In the fall of 1982 the Cardinals split the first two games of the 1982 World Series with the Milwaukee Brewers at Busch Stadium.
The Redbirds went on the road and won the third game of the Fall Classic in convincing fashion and seemed destined to win the whole thing. But, after blowing a four-run lead in game five when an error by pitcher Dave LaPoint opened the door to a six-run Brewers inning, the Cardinals lost that contest and then seemed caught in quicksand as they dropped game five.
Like they do today, the Cardinals on Oct. 19, 1982 found themselves at home with their backs to the wall.
So here's what we can be optimistic about:
Inspired by the home crowd, the Redbirds bombed Milwaukee -- which was thought by many to be the much superior offensive team -- with 13 runs while a young pitcher, John Stuper, pitched a complete game four-hitter in which he allowed only a single run.
Tonight the Cardinals will send their youngest starter, Jaime Garcia, to the hill to try to tame the Rangers and force a game seven.

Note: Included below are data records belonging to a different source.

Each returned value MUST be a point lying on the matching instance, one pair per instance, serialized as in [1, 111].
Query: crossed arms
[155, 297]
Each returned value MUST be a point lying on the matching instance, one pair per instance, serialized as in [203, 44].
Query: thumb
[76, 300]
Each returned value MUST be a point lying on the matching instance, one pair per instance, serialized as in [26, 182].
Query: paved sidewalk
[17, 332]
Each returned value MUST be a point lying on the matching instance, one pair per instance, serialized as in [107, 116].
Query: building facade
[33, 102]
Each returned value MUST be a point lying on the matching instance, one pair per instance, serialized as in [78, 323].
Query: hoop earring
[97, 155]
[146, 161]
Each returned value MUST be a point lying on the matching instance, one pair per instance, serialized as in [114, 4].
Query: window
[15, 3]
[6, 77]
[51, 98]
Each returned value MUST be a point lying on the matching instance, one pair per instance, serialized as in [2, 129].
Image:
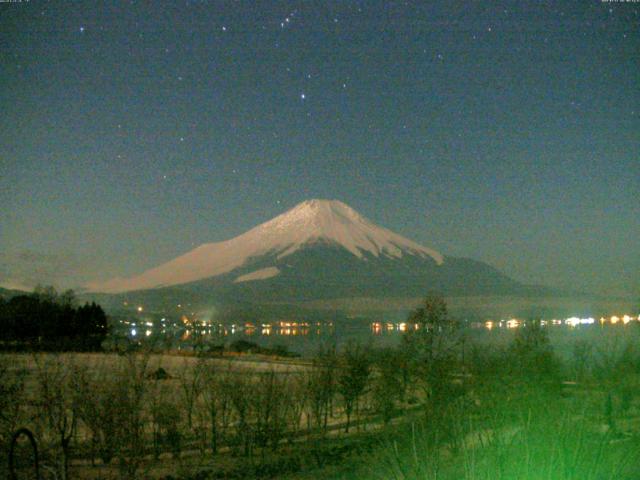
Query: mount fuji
[317, 250]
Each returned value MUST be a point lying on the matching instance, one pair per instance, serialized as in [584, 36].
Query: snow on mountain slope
[309, 221]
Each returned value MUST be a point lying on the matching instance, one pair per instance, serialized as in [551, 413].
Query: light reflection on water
[304, 337]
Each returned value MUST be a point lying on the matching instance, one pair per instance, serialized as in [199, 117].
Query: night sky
[509, 132]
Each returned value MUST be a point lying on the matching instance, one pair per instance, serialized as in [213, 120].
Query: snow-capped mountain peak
[329, 221]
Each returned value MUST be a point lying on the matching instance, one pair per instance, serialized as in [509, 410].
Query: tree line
[133, 409]
[48, 320]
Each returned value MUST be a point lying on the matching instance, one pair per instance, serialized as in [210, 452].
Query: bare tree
[218, 402]
[57, 405]
[353, 378]
[190, 378]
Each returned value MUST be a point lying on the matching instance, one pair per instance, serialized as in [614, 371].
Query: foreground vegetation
[438, 406]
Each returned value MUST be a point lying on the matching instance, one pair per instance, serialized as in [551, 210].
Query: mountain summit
[313, 223]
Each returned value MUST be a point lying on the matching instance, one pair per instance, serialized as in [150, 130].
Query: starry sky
[508, 132]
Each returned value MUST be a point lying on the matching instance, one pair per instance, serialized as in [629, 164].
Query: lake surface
[305, 338]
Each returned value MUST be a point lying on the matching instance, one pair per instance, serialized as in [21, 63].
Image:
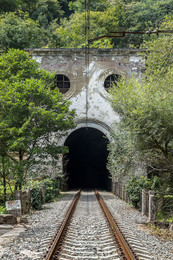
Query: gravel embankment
[32, 243]
[132, 220]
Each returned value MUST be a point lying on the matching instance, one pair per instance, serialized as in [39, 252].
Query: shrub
[3, 210]
[134, 188]
[36, 198]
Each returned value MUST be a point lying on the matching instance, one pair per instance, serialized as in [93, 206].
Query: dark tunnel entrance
[85, 164]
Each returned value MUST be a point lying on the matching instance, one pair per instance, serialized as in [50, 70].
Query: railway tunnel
[85, 164]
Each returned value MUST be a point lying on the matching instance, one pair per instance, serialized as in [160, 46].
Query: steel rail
[116, 231]
[58, 236]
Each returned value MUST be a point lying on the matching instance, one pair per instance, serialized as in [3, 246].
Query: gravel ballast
[32, 243]
[133, 221]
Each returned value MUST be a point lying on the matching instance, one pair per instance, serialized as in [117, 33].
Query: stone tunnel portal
[85, 164]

The Redbirds need to worry about winning tonight -- not about winning two games. If they can bring home game six, the advantage will be theirs in game seven. The Cardinals will have the home field advantage in game seven. The pressure will all be on Texas because, first, they have the monkey of losing the 2010 World Series on their back and, second, because they'll have the home crowd on their side.
Some fret that the Rangers will come back at the Cardinals with pitcher Derek Holland who tamed them in game four. Seriously? The Cardinals beat Roy Halladay and Yovani Gallardo and you're worried about Derek Holland, an up and down pitcher who pitched the game of his life earlier in the series. I tip my hat to the guy. But he has nowhere to go but down.
Besides, game seven of the World Series is the game that managers play like it's game seven of the World Series. In other words, all bets are off. Everyone is available and you're just going to have to be the better team on that day.
But we'll worry about that later. Tonight, the Cardinals only need to win one ballgame. And they're just where they like to be -- with their backs against the wall.